Africa-Press – Angola. The Angolan writer, João Melo, presented, Thursday, in Washington, United States of America, his work Angola is wherever I plant my field, the first work in English, launched at the beginning of this year.
The book is the translation into English of a collection of short stories chosen from the titles “The serial killer and other stories that are laughable or maybe not” and “The day Donald Duck ate Daisy for the first time”, published by Caminho in 2004 and 2006, respectively.
The work was presented in an act that took place at the Mexican Cultural Institute, with the presence of several dozen readers.
Angola is wherever I plant my field, also the title of the last short story in the selection, is part of the inaugural catalog of the Iskanchi Press publishing house, created in 2020 in the United States, with the sole purpose of publishing African authors, especially literature that is little known in the country.

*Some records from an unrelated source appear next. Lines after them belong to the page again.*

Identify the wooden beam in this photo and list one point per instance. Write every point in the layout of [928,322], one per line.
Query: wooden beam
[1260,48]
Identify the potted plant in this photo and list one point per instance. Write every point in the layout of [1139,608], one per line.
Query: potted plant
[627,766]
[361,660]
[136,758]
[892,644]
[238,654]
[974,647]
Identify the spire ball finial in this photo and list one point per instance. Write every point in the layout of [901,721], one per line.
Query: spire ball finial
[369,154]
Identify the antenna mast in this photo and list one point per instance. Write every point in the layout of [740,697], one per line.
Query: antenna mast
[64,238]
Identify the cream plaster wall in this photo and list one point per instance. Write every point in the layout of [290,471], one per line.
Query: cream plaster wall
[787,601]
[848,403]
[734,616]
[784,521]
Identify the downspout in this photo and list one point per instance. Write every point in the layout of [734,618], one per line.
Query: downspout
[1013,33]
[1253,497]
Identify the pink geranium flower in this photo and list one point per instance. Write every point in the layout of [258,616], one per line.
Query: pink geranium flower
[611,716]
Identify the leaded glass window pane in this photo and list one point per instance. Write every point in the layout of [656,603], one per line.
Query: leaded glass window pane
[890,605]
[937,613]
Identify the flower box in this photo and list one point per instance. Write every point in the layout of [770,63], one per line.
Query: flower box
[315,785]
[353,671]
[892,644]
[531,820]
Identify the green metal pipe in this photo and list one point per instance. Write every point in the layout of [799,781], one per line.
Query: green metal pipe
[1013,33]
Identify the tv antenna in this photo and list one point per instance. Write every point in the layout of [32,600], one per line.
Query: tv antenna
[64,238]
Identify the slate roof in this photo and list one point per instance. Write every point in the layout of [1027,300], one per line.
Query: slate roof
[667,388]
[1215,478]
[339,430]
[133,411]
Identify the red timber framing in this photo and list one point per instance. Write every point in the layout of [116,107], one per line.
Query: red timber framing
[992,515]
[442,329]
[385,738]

Nigerian editor and writer Kenechi Uzor is the founder of the publishing house, which is based in the state of Utah.
On the occasion, Uzor stressed that João Melo’s first book translated into English “corresponds exactly” to the type of works that Iskanchi Press intends to publish in the US and Canadian markets, as they show “an up-to-date and modern Africa, with all its complexities”, far from the “folklorizing” vision of the vast majority of western readers.
João Melo, one of the best known Angolan authors, is considered a master of humor and irony, as well as one of the creators of African postmodernism.
The writer is known for his constant structural and linguistic experiments in order to create surprising narratives.